The annual Gold Award Ceremony was organised on July 9, 2019, at the India International Centre, New Delhi. The National Award Authority (NAA) took huge pride in congratulating the Gold Award Achievers, Award Leaders, and Volunteers. Ninety-three Award members were chosen for the acknowledgment at this function, and receive their Gold Award. The Gold Award Ceremony is committed to valuing the achievements and the responsibility of every member. The day was devoted to celebrate, appreciate and esteem their accomplishments with their companions, family and the IAYP group.
We were privileged to have Justice (Retd) Madan B Lokur, to grace the occasion as the Chief Guest and felicitate the Gold Awardees and Award Leaders. Mr Kapil Bhalla, National Director, honoured the Chief Guest Justice (Retd) Madan B Lokur, Mr Himmat Sher Singh Kalsia - Trustee Chairman, Award Programme Foundation, and Dr Sanat Kaul, Managing Trustee, Award Program Foundation. The Principals and Directors of various YES Centres were invited by the National Award Authority to attend the function.
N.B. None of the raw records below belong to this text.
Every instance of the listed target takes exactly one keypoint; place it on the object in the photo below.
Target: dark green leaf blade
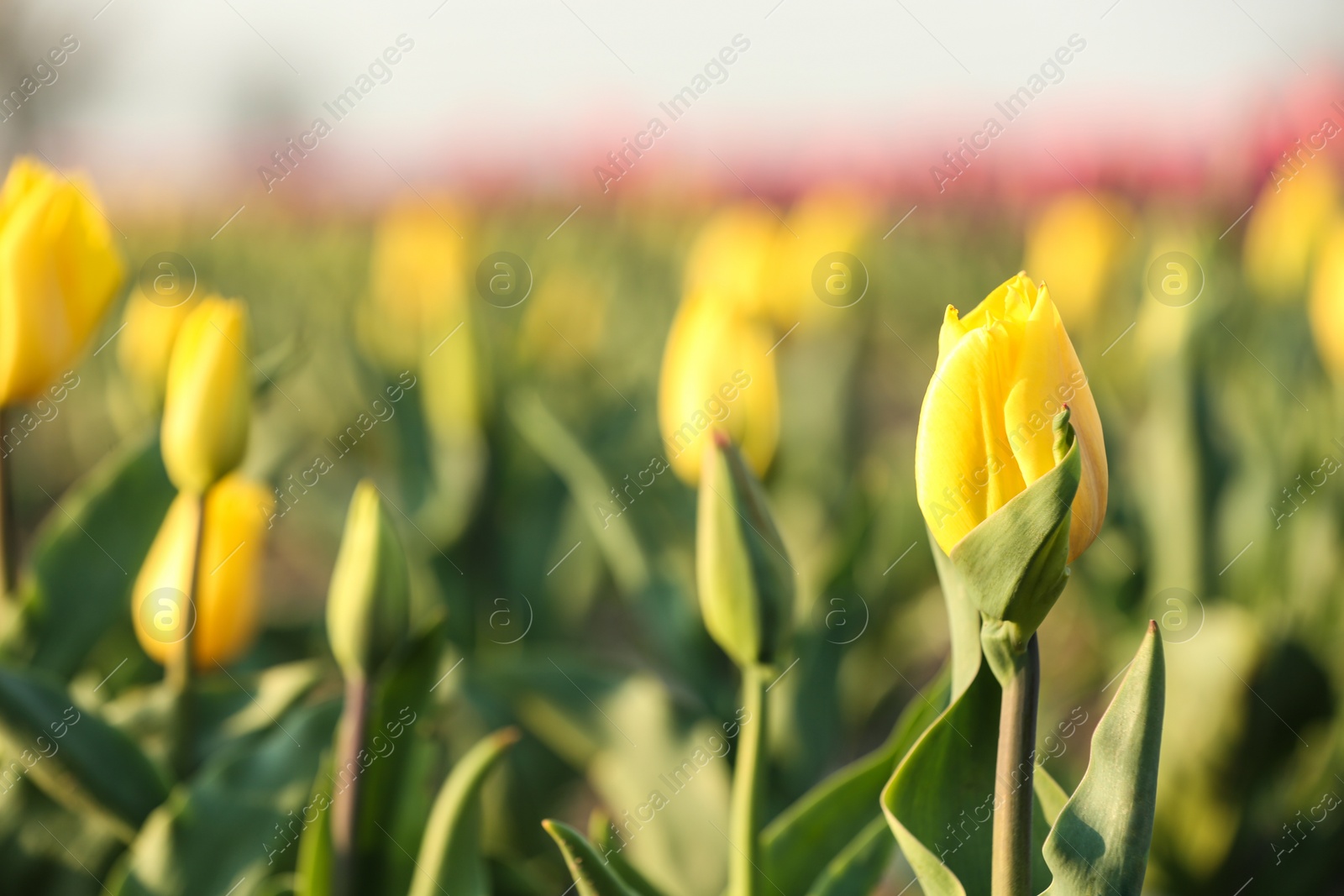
(859, 866)
(800, 842)
(1101, 839)
(76, 757)
(313, 867)
(449, 856)
(591, 873)
(940, 801)
(606, 841)
(1014, 564)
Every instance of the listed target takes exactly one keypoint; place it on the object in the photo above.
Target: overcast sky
(206, 89)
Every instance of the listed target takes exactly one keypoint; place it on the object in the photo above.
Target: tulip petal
(964, 469)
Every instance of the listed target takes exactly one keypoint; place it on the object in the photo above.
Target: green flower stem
(745, 812)
(181, 669)
(1011, 871)
(346, 799)
(8, 533)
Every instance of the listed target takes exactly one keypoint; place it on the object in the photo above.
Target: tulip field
(813, 542)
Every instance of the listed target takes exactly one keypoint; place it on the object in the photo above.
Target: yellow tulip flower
(208, 396)
(145, 344)
(717, 374)
(828, 221)
(1285, 228)
(58, 271)
(985, 432)
(1074, 246)
(228, 604)
(732, 257)
(1327, 302)
(417, 285)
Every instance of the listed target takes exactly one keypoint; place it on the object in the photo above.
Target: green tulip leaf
(602, 835)
(799, 844)
(586, 483)
(1100, 841)
(1014, 566)
(963, 624)
(860, 866)
(591, 873)
(393, 801)
(315, 862)
(449, 857)
(940, 801)
(239, 820)
(87, 557)
(77, 758)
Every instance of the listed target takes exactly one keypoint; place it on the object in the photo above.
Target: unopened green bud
(370, 591)
(743, 569)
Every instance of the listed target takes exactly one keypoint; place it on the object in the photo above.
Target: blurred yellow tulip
(145, 344)
(1285, 228)
(827, 221)
(730, 257)
(417, 286)
(228, 580)
(717, 374)
(58, 271)
(208, 396)
(1327, 302)
(1074, 246)
(985, 432)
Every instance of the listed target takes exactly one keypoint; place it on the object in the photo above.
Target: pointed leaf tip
(1100, 841)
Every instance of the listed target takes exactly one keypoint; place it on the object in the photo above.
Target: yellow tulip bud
(1005, 372)
(145, 344)
(732, 255)
(417, 285)
(58, 271)
(208, 396)
(228, 579)
(1327, 302)
(717, 372)
(1285, 228)
(824, 222)
(1074, 246)
(367, 605)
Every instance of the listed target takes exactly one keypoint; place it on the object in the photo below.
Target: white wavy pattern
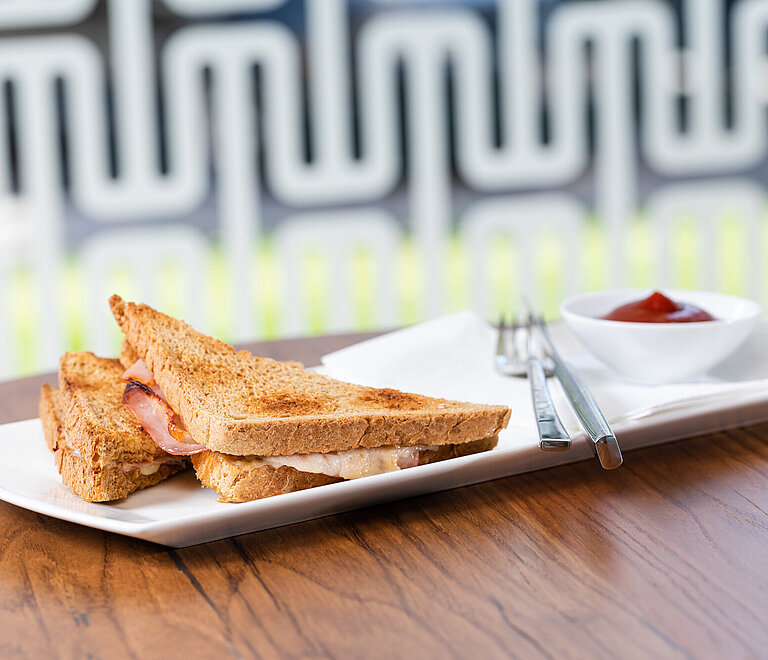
(419, 43)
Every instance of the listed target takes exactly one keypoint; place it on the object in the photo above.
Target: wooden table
(665, 557)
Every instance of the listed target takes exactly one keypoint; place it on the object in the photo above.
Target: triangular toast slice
(101, 452)
(235, 403)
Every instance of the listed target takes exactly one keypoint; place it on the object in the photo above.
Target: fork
(519, 357)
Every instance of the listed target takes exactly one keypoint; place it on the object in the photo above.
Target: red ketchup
(657, 308)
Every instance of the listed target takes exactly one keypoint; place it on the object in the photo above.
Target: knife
(591, 418)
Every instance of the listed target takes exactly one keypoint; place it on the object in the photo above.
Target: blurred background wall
(266, 168)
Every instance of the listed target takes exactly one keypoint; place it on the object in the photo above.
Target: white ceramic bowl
(656, 353)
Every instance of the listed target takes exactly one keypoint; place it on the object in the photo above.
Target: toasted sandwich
(100, 451)
(255, 427)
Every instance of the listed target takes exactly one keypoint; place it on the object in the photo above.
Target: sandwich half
(100, 451)
(256, 427)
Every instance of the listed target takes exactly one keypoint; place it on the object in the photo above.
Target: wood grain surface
(666, 557)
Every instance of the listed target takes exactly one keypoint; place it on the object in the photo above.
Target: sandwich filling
(147, 402)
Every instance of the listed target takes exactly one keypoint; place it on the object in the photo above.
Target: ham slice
(139, 372)
(158, 420)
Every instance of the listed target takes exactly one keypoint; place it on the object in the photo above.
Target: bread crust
(85, 477)
(235, 480)
(235, 403)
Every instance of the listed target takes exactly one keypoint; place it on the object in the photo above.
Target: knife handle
(552, 433)
(590, 416)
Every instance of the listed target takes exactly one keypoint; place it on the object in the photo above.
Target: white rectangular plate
(178, 512)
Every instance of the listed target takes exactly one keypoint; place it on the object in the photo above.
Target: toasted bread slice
(242, 478)
(101, 452)
(235, 403)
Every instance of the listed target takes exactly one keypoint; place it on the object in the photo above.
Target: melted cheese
(351, 464)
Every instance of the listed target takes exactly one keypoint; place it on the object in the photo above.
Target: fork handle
(592, 420)
(552, 433)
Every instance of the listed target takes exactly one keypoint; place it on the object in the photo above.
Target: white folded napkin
(453, 357)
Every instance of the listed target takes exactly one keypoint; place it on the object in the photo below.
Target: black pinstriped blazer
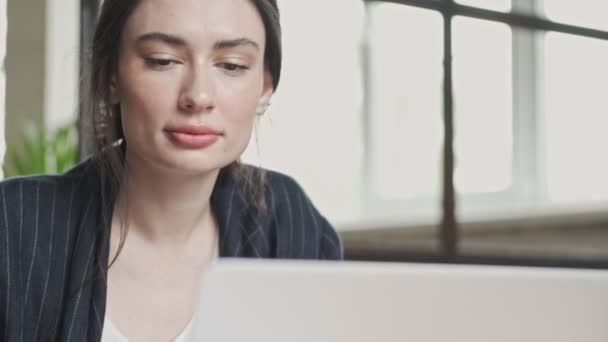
(50, 247)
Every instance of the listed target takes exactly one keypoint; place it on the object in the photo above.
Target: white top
(112, 334)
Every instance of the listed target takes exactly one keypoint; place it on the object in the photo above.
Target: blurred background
(468, 131)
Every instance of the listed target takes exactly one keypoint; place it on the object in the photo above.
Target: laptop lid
(277, 301)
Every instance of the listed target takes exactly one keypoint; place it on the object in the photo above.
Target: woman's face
(190, 79)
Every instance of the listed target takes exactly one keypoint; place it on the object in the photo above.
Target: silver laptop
(279, 301)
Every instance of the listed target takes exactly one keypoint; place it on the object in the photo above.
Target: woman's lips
(193, 136)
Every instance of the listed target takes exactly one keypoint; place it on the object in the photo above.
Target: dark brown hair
(105, 138)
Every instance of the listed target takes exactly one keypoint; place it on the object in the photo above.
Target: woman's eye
(159, 62)
(233, 67)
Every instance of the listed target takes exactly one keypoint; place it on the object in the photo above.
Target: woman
(175, 88)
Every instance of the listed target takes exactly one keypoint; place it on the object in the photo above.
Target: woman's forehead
(197, 21)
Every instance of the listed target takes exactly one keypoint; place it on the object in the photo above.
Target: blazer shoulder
(306, 232)
(22, 191)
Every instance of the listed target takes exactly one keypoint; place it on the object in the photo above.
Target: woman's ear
(267, 92)
(114, 90)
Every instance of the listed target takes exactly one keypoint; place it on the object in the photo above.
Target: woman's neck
(164, 207)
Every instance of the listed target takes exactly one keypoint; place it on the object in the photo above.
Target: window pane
(590, 13)
(406, 76)
(496, 5)
(483, 105)
(576, 116)
(312, 129)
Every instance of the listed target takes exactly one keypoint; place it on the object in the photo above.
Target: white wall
(2, 79)
(62, 62)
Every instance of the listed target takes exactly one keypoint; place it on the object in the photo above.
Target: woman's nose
(197, 93)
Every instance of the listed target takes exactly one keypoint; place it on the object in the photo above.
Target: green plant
(41, 153)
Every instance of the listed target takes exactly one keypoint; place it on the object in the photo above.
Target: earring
(263, 110)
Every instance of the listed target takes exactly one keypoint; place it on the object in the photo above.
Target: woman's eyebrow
(232, 43)
(162, 37)
(180, 42)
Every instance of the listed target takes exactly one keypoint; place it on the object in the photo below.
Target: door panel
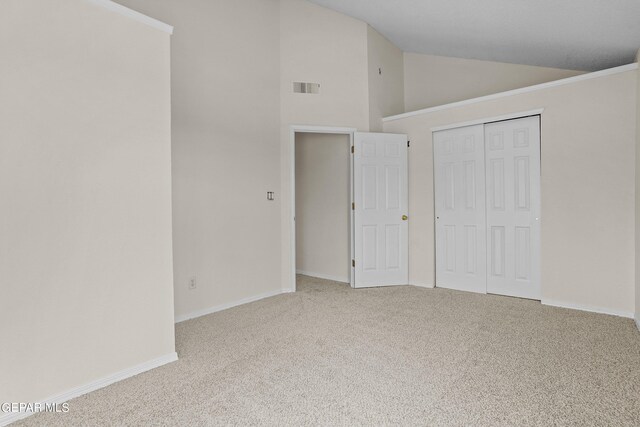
(460, 208)
(513, 207)
(381, 199)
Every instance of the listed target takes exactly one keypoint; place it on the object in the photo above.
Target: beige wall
(323, 201)
(588, 175)
(85, 196)
(386, 90)
(436, 80)
(322, 46)
(226, 148)
(637, 315)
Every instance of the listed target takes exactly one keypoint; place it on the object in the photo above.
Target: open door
(380, 194)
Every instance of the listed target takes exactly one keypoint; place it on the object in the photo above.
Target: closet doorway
(487, 206)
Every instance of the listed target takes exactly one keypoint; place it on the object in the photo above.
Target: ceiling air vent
(301, 87)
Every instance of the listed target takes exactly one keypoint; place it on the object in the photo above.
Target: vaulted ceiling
(574, 34)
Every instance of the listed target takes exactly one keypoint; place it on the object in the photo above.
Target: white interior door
(513, 207)
(381, 207)
(460, 209)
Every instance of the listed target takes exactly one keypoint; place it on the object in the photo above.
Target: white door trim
(512, 116)
(293, 129)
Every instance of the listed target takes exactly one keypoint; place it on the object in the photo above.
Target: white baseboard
(210, 310)
(324, 276)
(8, 418)
(421, 285)
(588, 308)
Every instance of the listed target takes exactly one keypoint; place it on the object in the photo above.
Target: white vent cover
(301, 87)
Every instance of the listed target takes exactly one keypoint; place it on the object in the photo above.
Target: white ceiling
(573, 34)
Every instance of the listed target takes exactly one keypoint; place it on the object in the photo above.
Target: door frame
(483, 121)
(293, 129)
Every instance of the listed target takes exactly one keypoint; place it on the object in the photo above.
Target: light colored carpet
(330, 355)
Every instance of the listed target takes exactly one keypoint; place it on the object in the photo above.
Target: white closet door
(460, 209)
(513, 207)
(381, 196)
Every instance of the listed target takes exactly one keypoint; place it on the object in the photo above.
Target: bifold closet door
(513, 207)
(459, 169)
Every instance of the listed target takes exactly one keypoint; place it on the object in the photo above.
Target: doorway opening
(377, 207)
(323, 206)
(321, 200)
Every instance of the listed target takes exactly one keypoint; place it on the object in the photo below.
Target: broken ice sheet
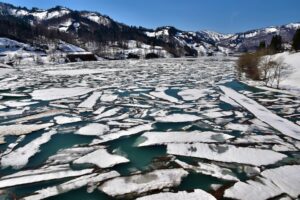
(20, 157)
(181, 195)
(193, 94)
(102, 159)
(39, 175)
(176, 118)
(284, 179)
(21, 129)
(141, 183)
(158, 138)
(59, 93)
(71, 185)
(226, 153)
(210, 169)
(93, 129)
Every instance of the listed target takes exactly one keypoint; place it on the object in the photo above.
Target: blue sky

The ceremony began with an Bharatnatyam dance performance by Award participants from Uttam School for Girls, Ghaziabad, which was mesmerizing and memorable. National Director Mr. Kapil Bhalla addressed the audience, sharing information about the progress of the Award. He outlined the importance and significance of the Award with its salient features that develop the young participants to be "World Ready". The National Director's speech was followed by the Award Presentation Ceremony where the Chief Guest Justice (Retd) Madan B Lokur handed the Gold Certificates to the Gold Award achievers. Thirty-two Award Leaders and Volunteers were recognized with the Outstanding, Valuable and Special Service Meritorious Certificates. In addition, Nineteen YES Centres were recognized for their outstanding contribution towards Voluntary Service. The Chief Guest congratulated all the Awardees and Award Leaders for their success. He also shared how important it was to volunteer for community service, to learn and develop valuable lessons acquired through life for dedicating yourself to your work. The event was compered by Ms Ranjana Rai.
The IAYP thank the Chief Guest, Award Holders, Award Leaders, Principals, Directors, Parents, Grand Parents, Guardians and our Trustees for being there to make this Gold Award Ceremony a triumph.